While the suggested PP model tries to address the concerns of both modalist and amodalist, apparently, it is an account with much sympathy for modalism. The PP model could accommodate amodal representations built into the hierarchical structure. However, it seems more natural and parsimonious to say that the amodal appearance of conceptual representations arises as an asymptotic case (namely for shallow processing) out of a predominantly modal view. The overall PP prediction model of an individual is the result of a constant adjustment with top-down and bottom-up influences for global, long-term and average prediction error minimization. The purpose of cognition is to contribute to successful interaction with the world. This implies that all representations tend to be influenced by the sensory bottom-up flow.

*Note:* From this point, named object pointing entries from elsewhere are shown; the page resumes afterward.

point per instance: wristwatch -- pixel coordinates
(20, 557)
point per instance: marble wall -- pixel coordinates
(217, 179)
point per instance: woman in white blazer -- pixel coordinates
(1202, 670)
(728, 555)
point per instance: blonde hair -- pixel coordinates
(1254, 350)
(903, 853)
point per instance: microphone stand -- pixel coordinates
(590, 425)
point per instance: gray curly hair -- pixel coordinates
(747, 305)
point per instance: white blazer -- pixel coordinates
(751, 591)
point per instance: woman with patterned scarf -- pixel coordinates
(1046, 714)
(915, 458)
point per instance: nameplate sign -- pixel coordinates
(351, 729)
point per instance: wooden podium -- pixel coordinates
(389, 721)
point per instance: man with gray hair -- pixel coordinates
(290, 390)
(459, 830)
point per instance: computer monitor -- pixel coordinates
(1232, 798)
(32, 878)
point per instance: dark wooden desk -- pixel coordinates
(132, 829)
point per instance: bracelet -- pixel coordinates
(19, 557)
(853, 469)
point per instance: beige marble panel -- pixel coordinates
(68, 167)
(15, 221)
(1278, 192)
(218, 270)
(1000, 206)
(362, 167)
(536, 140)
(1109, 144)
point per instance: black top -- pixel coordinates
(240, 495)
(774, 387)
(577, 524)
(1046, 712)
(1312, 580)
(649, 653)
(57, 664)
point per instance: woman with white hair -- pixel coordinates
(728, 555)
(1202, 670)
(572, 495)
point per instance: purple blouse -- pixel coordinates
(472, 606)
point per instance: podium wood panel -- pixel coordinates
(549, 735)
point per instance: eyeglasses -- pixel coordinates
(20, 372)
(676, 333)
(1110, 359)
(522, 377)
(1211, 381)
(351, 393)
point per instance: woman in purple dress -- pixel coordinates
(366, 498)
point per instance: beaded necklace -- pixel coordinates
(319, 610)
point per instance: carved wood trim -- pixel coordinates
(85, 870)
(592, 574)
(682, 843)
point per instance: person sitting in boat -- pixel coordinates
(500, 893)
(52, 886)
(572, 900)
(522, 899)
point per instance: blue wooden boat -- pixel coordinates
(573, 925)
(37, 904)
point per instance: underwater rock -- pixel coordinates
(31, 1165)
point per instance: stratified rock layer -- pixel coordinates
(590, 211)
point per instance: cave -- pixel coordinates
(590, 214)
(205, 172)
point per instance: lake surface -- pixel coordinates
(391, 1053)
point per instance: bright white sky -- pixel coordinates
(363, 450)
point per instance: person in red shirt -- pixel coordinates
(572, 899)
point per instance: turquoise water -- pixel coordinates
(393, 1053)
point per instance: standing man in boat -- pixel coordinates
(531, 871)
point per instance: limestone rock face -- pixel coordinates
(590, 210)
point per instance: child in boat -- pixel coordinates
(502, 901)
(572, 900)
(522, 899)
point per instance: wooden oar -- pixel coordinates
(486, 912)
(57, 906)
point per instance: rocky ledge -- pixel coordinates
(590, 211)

If a concept does not help in the error minimization mission, it will be over-written sooner or later (or the individual will lose survival fitness), so ultimately it owes its existence to sensory influences. Even if genuinely amodal concepts existed and were inborn (as Fodor famously held), evolutionary pressure would have ensured that only those amodal representations remain in the evolutionary endowment that contribute to dealing with the sensory inflow and world interaction optimally. All concepts tend to be “grounded” in this broad sense in sensory input.

7 Conclusion

In this paper, I have suggested that we should overcome the dichotomic distinction between modal and amodal representational formats, because of two significant problems it faces: firstly, there is no shared understanding of what modal and amodal formats are; and secondly, both views can accommodate the available empirical evidence. Hybrid accounts, as they currently stand, do not seem to provide a fully satisfying solution either. I have tried to show how we could reconceptualize the modal/amodal distinction as a graded one, using a specific cognitive-computational model of concepts (within the Predictive Processing framework) as an example. In this model, a concept is a distributed multi-level network of concept units. A specific tokening of a concept can include, context-dependently, nodes from all across the hierarchy, from peripheral sensorimotor areas to the highest cortical levels. Typical amodality is an idealization instantiated by a shallow mode of concept processing (lowest level of detail of prediction in PP terms). In this case, concept instantiation is limited to the root nodes, and no other lower level feature-nodes are co-activated. Typical modality, in turn, arises when we process the concept in a deep mode, also involving lower levels of sensorimotor representations (highest level of detail of prediction). In sum, in this view, there are no separate modal and amodal systems or representational structures in the brain; modality and amodality correspond to limiting cases of the (context-sensitive) processing depth in a distributed, hierarchical concept network.